Rudolf Sieghart

Rudolf Sieghart

Rudolf Sieghart (* 13. März 1866 in Troppau (Mähren); † 4. August 1934 in Luzern; bis zur Konversion im Jahr 1895 Rudolf Singer) war ein bedeutender aber umstrittener österreichischer Jurist, Ökonom und Banker.

Inhaltsverzeichnis

Leben

Rudolf Sieghart kam praktisch mittellos 1883 aus seiner Heimatstadt Troppau nach Wien, um hier Rechtswissenschaften zu studieren. Er finanzierte sein Studium als Hauslehrer, danach als Mitarbeiter im politischen Büro der damals bedeutenden deutschliberalen Partei. Während seiner Amtszeit als Finanzminister berief deren führender Repräsentant, Ernst von Plener, Sieghart 1895 in das von ihm geleitete Ministerium. Hier befasste sich Sieghart unter anderem mit der Erstellung eines Kartellgesetzes. Siegharts Vorgesetzter Eugen von Böhm-Bawerk empfahl diesen in der Folge ans Pressebüro des Ministerratspräsidiums, wo Sieghart unter einer Reihe von Ministerpräsidenten tätig war. Für Ernest von Koerber arbeitet Sieghart eine Denkschrift über die Sprachenfrage in Böhmen aus.
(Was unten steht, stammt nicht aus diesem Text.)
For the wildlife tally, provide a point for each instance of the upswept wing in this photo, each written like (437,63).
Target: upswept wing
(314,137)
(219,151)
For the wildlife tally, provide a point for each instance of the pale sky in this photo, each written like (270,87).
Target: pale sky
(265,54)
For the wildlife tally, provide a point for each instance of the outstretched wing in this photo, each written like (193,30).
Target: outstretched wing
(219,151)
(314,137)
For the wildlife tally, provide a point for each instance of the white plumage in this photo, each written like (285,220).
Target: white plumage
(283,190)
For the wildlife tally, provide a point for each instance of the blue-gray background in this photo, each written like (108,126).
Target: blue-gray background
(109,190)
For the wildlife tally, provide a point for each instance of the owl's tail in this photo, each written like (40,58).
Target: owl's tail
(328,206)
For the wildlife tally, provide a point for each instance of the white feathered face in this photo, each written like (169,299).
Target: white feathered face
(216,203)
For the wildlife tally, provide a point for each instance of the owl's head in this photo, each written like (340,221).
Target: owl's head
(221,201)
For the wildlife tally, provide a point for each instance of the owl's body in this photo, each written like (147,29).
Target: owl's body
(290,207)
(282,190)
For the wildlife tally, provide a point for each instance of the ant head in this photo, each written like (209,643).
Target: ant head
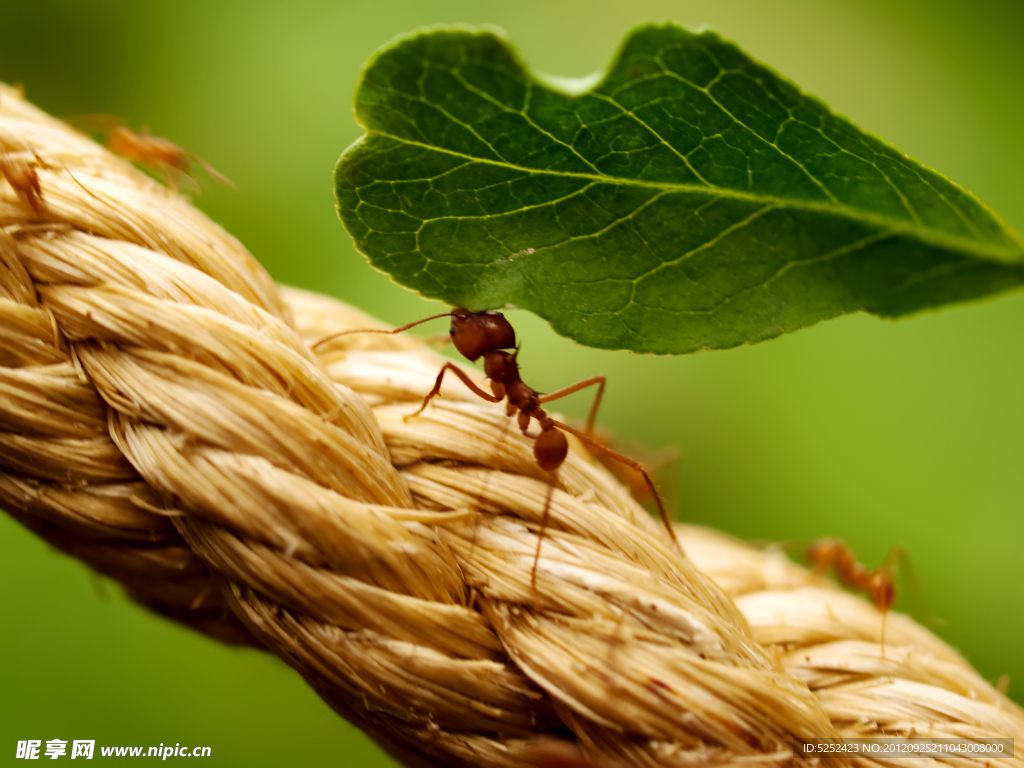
(550,449)
(882,590)
(476,333)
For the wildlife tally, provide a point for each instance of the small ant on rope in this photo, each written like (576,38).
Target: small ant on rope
(158,154)
(878,585)
(489,335)
(20,174)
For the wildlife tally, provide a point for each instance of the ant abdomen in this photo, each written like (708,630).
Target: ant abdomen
(550,450)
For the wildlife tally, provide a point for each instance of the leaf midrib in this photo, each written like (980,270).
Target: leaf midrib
(932,237)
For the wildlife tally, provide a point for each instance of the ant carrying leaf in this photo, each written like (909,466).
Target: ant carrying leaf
(491,336)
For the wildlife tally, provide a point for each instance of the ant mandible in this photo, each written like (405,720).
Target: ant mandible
(489,335)
(878,584)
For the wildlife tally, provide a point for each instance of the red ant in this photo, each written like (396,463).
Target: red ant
(489,335)
(22,175)
(159,154)
(878,585)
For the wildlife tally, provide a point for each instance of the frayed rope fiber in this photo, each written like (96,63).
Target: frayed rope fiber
(165,421)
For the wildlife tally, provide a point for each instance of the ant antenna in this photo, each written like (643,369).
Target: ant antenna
(332,337)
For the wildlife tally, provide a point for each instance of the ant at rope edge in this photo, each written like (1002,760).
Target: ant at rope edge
(491,336)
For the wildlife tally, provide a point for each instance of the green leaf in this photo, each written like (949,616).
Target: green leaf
(689,198)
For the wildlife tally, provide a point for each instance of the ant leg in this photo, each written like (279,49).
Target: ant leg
(544,528)
(629,463)
(599,380)
(465,380)
(882,639)
(332,337)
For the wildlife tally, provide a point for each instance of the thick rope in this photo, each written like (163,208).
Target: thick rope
(165,421)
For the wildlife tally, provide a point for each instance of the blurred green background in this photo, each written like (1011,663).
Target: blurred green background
(873,431)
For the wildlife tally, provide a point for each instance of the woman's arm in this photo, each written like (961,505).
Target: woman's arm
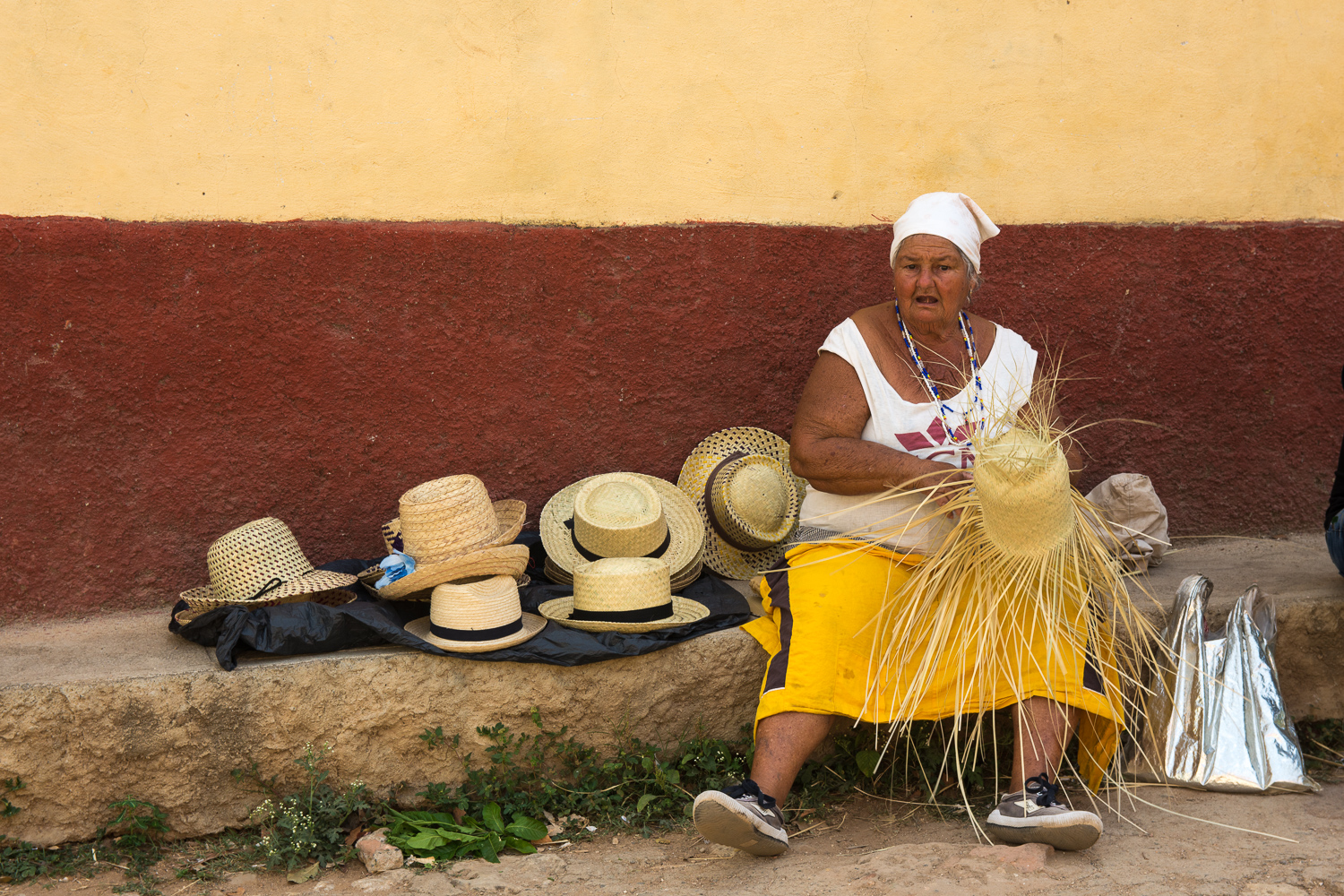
(827,450)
Während Koerbers Ministerpräsidentschaft fungierte Sieghart als Leiter der Präsidialkanzlei. Sieghart beriet Koerber unter anderem in Sachen der morganatischen Ehe des Thronfolgers Franz Ferdinand und Koerber machte ihn 1904 zum Sektionschef. Rudolf Sieghart, der somit schon in jungen Jahren eine phänomenale Beamtenkarriere gemacht hatte, behielt seine hervorragende Stellung zunächst noch unter Koerbers Nachfolgern. Der hoch intelligente Mann galt jedoch als "unbequeme Persönlichkeit" und machte sich mächtige Feinde. Zu diesen zählte unter anderen Franz Ferdinand, aber später auch Kaiser Karl I. Siegharts 1910 erfolgte Berufung zum Gouverneur der Bodencreditanstalt wurde von zeitgenössischen Beobachtern, etwa F.F.G Kleinwächter, bereits als eine Art Degradierung gewertet.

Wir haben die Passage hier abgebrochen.